GSA Annual Meeting in Phoenix, Arizona, USA - 2019

Paper No. 202-7
Presentation Time: 9:00 AM-6:30 PM

PATTERNS IN FLOODPLAIN DRAINAGE DURING THE EARLY EOCENE IN THE SOUTHERN BIGHORN BASIN (WYOMING, U.S.A.)


LALOR, Eve, Geology Department, Western Washington University, 516 High Street, Bellingham, WA 98225 and FOREMAN, Brady Z., Geology, Western Washington University, 516 High St, Bellingham, WA 98225

The Eocene Willwood Formation in the Bighorn Basin of Wyoming is an alluvial stratigraphic formation characterized by fluvial channel sandbodies, heterolithic avulsion deposits (i.e. crevasse splay-rich lithofacies), and fine-grained overbank deposits. The overbank facies consists mainly of mudrocks with moderate to strong pedogenic development, which is documented by complex mottling patterns, ped structures, clay cutans, rhizoliths, and slickensides amongst other sedimentary structures characteristics of soil horizonation. The degree of paleosol development has been attributed to variations in sedimentation rate, floodplain drainage, and overarching climate within the basin by previous researchers. Specifically, previous researchers documented better-drained conditions during Paleocene-Eocene Thermal Maximum (PETM) at ~56 Ma, which was a severe global warming lasting ~200,000 years, using a semi-quantitative soil morphology index. This study focuses on a ~80 meter stratigraphic section that post-dates the PETM in the early Eocene, and establishes a longer history of floodplain drainage in the basin.

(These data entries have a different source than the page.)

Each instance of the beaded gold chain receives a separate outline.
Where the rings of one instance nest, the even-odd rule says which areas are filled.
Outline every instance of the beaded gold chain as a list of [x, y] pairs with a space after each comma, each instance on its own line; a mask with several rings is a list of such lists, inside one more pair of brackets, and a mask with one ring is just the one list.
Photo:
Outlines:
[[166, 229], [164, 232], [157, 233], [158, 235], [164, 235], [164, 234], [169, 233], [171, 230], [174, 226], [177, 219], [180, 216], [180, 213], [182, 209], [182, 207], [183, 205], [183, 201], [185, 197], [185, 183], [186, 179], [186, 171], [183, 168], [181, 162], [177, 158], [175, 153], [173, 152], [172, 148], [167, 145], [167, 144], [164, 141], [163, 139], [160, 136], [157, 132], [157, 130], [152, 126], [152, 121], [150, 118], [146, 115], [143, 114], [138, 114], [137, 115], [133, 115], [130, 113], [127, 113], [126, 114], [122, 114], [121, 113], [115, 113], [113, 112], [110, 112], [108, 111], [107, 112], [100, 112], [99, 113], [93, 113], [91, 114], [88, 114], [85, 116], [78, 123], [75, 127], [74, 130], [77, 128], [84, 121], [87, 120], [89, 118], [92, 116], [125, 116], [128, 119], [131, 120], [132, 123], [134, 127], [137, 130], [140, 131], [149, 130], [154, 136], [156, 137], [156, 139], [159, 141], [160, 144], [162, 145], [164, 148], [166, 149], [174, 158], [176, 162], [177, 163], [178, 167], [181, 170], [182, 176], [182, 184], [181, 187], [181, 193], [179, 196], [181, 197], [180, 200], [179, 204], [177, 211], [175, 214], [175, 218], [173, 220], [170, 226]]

The index includes measurements of matrix chroma, pedogenic carbonate, and ferruginous nodules. Matrix chroma, or color intensity, decreases with increasing duration of soil saturation. The presence of reduced iron gives periodically or seasonally waterlogged soils a grey color (low chroma), while brightly colored soils, often red, indicate oxidation under well-drained conditions (high chroma). Paleosol chroma was described in the field using Munsell color charts on dry samples in natural light. Pedogenic carbonate forms in higher abundance in drier conditions, and absence of soil carbonate indicates soil moisture above a certain threshold. In the field, numerical values were assigned to paleosol profiles according to the amounts of carbonate. Ferruginous, yellow-brown nodules form during changing redox conditions and increase in abundance with soil wetness, indicating frequent waterlogging. The scores for chroma, carbonate, and ferruginous nodules were added together for each paleosol profile to obtain scores ranging from waterlogged soils to very well drained soils.